ISSN: 2811-2407
Model: Open Access/Peer Reviewed
DOI: 10.31248/IJAH
Start Year: 2020
Email: ijah@integrityresjournals.org
https://doi.org/10.31248/IJAH2022.045 | Article Number: 0440D9F41 | Vol.3 (2) - April 2022
Received Date: 16 March 2022 | Accepted Date: 06 April 2022 | Published Date: 30 April 2022
Authors: Nadir A. Nasidi* and Mohammed Abubakar Nasiru
A wit once claimed for Nigeria the distinction of being ‘God’s own’ country. In a similar vein, Nigerians were recently adjudged as the most ‘religious’ people in the world. Ironically however, this puritan ‘image’ contrasts sharply with the popular persona embodied in the Nigerian ‘factor’-a euphemism for the incompetence, arm-twisting, graft and other corrupt practices, as well as the circumvention of due process for which Nigerians have come to be known in the last four decades.
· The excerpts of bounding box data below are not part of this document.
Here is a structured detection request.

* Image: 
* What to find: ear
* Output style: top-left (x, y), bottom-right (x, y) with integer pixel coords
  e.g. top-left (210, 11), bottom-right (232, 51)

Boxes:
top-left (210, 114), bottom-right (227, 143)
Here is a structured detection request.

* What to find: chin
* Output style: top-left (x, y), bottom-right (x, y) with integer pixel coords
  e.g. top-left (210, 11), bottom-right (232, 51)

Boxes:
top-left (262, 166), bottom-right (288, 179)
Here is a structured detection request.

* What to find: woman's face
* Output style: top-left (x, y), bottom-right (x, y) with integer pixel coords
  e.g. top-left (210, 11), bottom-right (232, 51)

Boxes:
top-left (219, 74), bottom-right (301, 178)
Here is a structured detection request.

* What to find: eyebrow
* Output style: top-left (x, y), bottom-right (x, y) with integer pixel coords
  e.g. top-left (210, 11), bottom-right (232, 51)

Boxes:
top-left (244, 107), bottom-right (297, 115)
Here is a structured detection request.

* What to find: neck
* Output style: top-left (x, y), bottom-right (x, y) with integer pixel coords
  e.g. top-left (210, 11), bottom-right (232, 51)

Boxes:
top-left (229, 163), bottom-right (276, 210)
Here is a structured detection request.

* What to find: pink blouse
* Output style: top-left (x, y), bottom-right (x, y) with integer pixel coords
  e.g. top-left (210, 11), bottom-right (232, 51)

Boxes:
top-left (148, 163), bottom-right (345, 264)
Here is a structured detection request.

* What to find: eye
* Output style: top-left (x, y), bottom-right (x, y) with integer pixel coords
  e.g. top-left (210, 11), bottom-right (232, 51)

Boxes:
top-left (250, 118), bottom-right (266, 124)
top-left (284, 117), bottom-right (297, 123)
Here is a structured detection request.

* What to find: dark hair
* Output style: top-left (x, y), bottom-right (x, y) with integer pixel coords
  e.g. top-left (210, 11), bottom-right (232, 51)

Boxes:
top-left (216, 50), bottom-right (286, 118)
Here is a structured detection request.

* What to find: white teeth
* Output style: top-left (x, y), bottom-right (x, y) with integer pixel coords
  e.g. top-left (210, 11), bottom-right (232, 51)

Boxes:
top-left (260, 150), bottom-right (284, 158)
The book, The Manipulation of Religion in Nigeria first published in 1987 and re-issued to the public in 2020 is authored by the late radical historian at the Ahmadu Bello University, Zaria, Yusufu Bala Usman. The book is an exposé, as well as an indictment of the Nigerian elites’ proclivity to make capital of religion in the achievement of their primordial selfish interests.